Goldman Sachs & Co. and Credit Suisse First Boston are underwriting the deal.

“We hope to close the deal by the end of the month if all goes well,” said Tom Fuller, VCA’s chief financial officer.

In a secondary offering, shares are typically priced near the closing price the evening before the offer. VCA’s stock was trading in the $15 range last week, thus the offering should net the company about $50 million. VCA said it plans to use the proceeds to retire $36.7 million in debt, which carries a 15.5 percent interest rate, and for general corporate purposes.

VCA Antech, formerly Veterinary Centers of America, had been public for nine years before being taken private by Leonard Green in 2000. The company raised $176 million when it went public for a second time in November 2001. That offering was priced at $10 a share.

VCA Antech reported net income of $7 million for the third quarter ended Sept. 30, up from a loss of $3.3 million in the like-year earlier quarter. Third-quarter revenues were $115 million, vs. $102.6 million in the third quarter of 2001.

Conor Dougherty

Doing Deals

Looking to bolster its overseas presence, Image Entertainment Inc., a DVD licensing company, recently signed two international deals to consolidate its broadcast and DVD distribution partners.

On Jan. 8th, Chatsworth-based Image signed a five-year home video distribution deal with Bertelsmann Music Information Services, a unit of Bertelsmann AG. The deal gives Bertelsmann the right to distribute Image’s licensed DVD programming throughout Europe, the Middle East and Africa. Bertelsmann will advance Image $3 million, recoupable against future royalties owed to Image.

Currently, Image uses a network of independent distributors and studios, including Bertelsmann, to distribute its DVD content internationally. Most of those rights expire in March, Image said, at which point Bertelsmann will take over.

“It’s great to have one company that’s able to handle all of our (international DVD) distribution as opposed to fragmenting,” said Garrett Lee, vice president of marketing for Image Entertainment.

Lee said Bertelsmann will receive the rights to distribute about 100 Image titles, most of them music productions, including “Brian Setzer Orchestra Live in Japan,” “Barry Manilow Live” and “Christina Aguilera: My Reflection.” Bertelsmann will receive about 30 more titles over the next few months, Lee said.

Separately, the day after the Bertelsmann deal, Image announced it had signed a five-year broadcast deal with London-based NBD Television Ltd.

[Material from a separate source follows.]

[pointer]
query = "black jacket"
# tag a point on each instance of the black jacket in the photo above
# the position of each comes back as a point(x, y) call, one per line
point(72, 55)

NBD will receive the rights to distribute about 60 Image titles, mostly the same titles in the Bertelsmann deal, in addition to future releases.

Image Entertainment reported a net loss of $513,000 for the third quarter ended Sept. 30, compared with a loss of $856,000 in the like year-earlier quarter.

Third quarter revenues were $26.3 million, vs. $20.9 million.

Conor Dougherty

Jack Reports to Shareholders

At first glance, it looks like Sports Illustrated, but it’s really the annual 2002 report for San Diego-based Jack in the Box Inc.

On the front cover behind the mast a football player clutches a bacon cheeseburger as if he was going to make a rush to the end zone. Behind him is a chalkboard illustration of a play with arrows pointing to “growth!”

The inside cover ad is slugged: “got milk shake?” It features Jack dressed in a suit and tie in an office setting. A milk moustache is smeared across his ping-pong ball head.

The idea behind packaging the report like a magazine is keeping up a tradition of going for the offbeat, explained spokeswoman Karen Bachmann.

“It’s been a soft year,” she said. “The industry is in a bit of a pause now. We want to tell it like it is, but we’re also saying, ‘Look at what we’re going to do next.'”

Each year, including 1998 when the annual report came out in a comic book wrap, its format has been different. And for each of the past four years Jack in the Box has been recognized by the Public Relations Society of America as the best annual report for a large corporation.

“In that league we’re being compared to some very big companies too, like IBM,” Bachmann said. “But will we win the award again this year? Each year we ask ourselves that question and each year we are very surprised when we do.”